The Association of Mortgage Intermediaries is calling out consumer harm coming from lenders’ lack of transparency around product transfers.
In its quarterly economic bulletin, AMI said product transfer gross lending was now £80bn to £100bn, around a third of all mortgage lending, but that lenders refuse to say exactly how much.
AMI said: “Customers face potential detriment as a straightforward product transfer does not always trigger a revaluation, affecting LTV, rate and affordability.
“If regulation encourages shopping around by customers in general insurance and annuity markets, will the market study into competition in the mortgage market ignore or acknowledge the potential customer detriment caused by continuing to allow lenders to bury product transfer lending volumes without full disclosure?”

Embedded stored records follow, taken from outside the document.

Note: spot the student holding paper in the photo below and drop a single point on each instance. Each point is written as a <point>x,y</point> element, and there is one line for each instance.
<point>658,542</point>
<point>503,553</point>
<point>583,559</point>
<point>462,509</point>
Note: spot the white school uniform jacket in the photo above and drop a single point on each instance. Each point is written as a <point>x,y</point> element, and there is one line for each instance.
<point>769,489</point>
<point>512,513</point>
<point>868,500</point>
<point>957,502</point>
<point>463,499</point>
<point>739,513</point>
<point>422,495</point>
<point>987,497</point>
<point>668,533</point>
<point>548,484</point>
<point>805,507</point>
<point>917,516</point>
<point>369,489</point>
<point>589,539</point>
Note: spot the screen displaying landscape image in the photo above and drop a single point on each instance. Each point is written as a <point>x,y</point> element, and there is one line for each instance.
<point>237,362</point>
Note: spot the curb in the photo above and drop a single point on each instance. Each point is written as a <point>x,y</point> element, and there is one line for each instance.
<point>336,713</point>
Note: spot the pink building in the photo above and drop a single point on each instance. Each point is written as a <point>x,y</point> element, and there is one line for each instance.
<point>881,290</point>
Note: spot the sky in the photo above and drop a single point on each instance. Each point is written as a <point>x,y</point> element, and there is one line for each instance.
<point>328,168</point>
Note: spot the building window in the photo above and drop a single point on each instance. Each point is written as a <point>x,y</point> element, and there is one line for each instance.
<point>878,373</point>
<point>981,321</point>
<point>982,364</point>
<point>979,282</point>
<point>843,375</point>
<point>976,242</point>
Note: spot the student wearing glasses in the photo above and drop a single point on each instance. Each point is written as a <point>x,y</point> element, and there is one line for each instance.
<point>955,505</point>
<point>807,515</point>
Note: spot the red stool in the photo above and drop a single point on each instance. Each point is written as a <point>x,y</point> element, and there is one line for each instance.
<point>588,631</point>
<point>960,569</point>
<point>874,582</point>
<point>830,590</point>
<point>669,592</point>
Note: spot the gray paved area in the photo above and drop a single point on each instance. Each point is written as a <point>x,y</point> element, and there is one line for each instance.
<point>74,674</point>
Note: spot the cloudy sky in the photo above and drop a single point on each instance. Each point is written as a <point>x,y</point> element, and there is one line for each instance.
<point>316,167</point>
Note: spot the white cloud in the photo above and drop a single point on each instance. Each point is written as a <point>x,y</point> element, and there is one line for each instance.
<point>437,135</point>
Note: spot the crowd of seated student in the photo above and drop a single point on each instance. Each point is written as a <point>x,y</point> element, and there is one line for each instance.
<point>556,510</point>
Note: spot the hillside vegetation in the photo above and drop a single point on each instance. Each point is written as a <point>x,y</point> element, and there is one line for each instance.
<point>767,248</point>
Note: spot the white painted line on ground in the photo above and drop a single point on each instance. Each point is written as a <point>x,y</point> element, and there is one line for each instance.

The trade body said that lenders are investing heavily in technology that simplifies the remortgage process.
However, AMI adds that this investment is designed to make it easier for the customer to take out an execution-only product transfer.
AMI said: “It is right that customers should have choice, but it is definitely not right that both regulators and the industry should be unable to see how many customers are encouraged to opt for a product transfer to a rate or terms that might not have been recommended to them by an independent adviser.
“The ongoing refusal of lenders to disclose the volume of lending done on a product transfer basis is opaque at best and highly questionable at worst.”